WHITE HOUSE STIRS POT • President Donald Trump’s propensity to get involved in Republican internecine warfare in various states has got be curbed, say several state GOP leaders who spoke to Newsmax — off the record, of course. Recently, Trump got involved in the race for Michigan state GOP chairman by endorsing former state co-chair and
56 NEWSMAX | APRIL 2025
Women for Trump founder Meshawn Maddock. She was eliminated on the first ballot in a race eventually won by fellow Trump supporter and state Sen. Jim Runestad. “Why Trump would get
involved in a race with three of his supporters [the third was Catholics for Trump leader Joe Cela] is beyond any of us,” a former state Republican official told Newsmax. “I don’t know who’s giving him political advice, but they ought to cease and desist.”
GOP SHOWDOWN IN SUNSHINE STATE • Florida, the state President Donald Trump calls home, is another example of him never being shy about getting involved in contested GOP primaries. He recently gave a ringing endorsement to Rep. Byron Donalds for governor in 2026, just as lame-duck GOP Gov. Ron DeSantis was publicly musing about a bid to succeed him by his wife, Casey.
Should the first lady try
to become governor herself, it would set the stage for the Sunshine State’s two most popular Republicans (who competed for the presidential nomination last year) to battle it out by proxy in the gubernatorial primary. Also eyeing the race for governor is former Lt. Gov. Jeanette Nuñez, a friend of both Trump and DeSantis.

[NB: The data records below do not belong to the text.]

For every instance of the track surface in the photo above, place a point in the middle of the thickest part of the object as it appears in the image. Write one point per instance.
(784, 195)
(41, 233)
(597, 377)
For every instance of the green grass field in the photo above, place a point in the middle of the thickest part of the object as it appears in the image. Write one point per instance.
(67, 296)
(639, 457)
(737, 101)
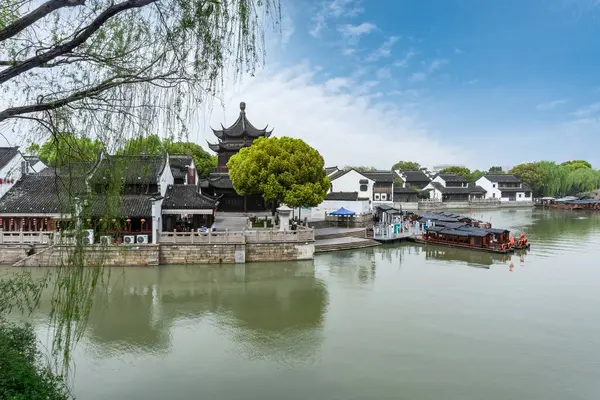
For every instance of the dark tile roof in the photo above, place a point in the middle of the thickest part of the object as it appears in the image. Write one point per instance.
(401, 190)
(7, 154)
(502, 178)
(337, 174)
(343, 196)
(415, 176)
(524, 188)
(242, 127)
(75, 170)
(186, 197)
(451, 178)
(179, 163)
(380, 176)
(42, 194)
(218, 181)
(133, 206)
(458, 190)
(142, 169)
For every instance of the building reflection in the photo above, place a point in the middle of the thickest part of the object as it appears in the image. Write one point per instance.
(351, 267)
(268, 310)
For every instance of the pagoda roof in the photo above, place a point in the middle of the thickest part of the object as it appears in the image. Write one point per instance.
(242, 128)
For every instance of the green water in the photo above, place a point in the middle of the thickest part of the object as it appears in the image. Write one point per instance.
(400, 322)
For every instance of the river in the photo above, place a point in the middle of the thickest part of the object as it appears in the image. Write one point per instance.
(399, 322)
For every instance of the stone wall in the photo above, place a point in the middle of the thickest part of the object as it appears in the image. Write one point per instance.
(256, 252)
(11, 254)
(93, 256)
(202, 254)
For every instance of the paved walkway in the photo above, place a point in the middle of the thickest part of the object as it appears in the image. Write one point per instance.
(327, 242)
(335, 231)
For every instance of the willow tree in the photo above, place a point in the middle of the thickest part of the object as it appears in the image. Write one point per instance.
(116, 69)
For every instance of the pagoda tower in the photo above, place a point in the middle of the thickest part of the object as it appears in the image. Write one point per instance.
(231, 140)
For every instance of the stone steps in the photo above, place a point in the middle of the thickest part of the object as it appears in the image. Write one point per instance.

8 IN GOP VIE FOR N.J. GOVERNOR • One contest President Donald Trump is likely to take a pass on is the Republican primary for governor of New Jersey. At least two Trump enthusiasts — radio talk show host Bill Spadea and former state Sen. Ed Durr — are vying in the eight-candidate GOP contest, and more importantly, the near- successful 2021 nominee Jack Ciattarelli has the early support of many of Trump’s biggest financial backers in the Garden State. Ciattarelli, a former assemblyman who lost a
heartbreakingly close (51%- 48%) gubernatorial race to a now-termed out Democrat Gov. Phil Murphy, is considered among the most moderate of the GOP hopefuls. And he called Trump a “charlatan” during his initial presidential run in 2016 (although he strongly endorsed the former president’s comeback bid in ’24). Well aware of Ciattarelli’s less- than-pure record on Trump, his high-dollar New Jersey supporters nonetheless agree he can defeat any Democrat nominee and are urging the president to stay out of the race.
Will Mitch McConnell Hurt or Help Successor?
• No one was surprised when eight-term Sen. Mitch McConnell, R-Ky., announced at 83 he would not seek reelection next year. The question now is whether the once-powerful former Senate GOP leader will bless a chosen heir in the Republican primary. If he does, McConnell watchers say, it will almost surely be 2023 gubernatorial nominee and former state Attorney General Daniel Cameron. But many in the state GOP hope McConnell will stay out of the race, given that another likely contender, Rep. Andy Barr, is, like Cameron, an alumnus of the McConnell Senate staff. One observer of Bluegrass State politics noted McConnell’s estrangement from President Donald Trump and recent votes against some of his Cabinet appointees, concluding that “Mitch is so unpopular with the MAGA crowd, his endorsement would likely hurt a primary candidate.”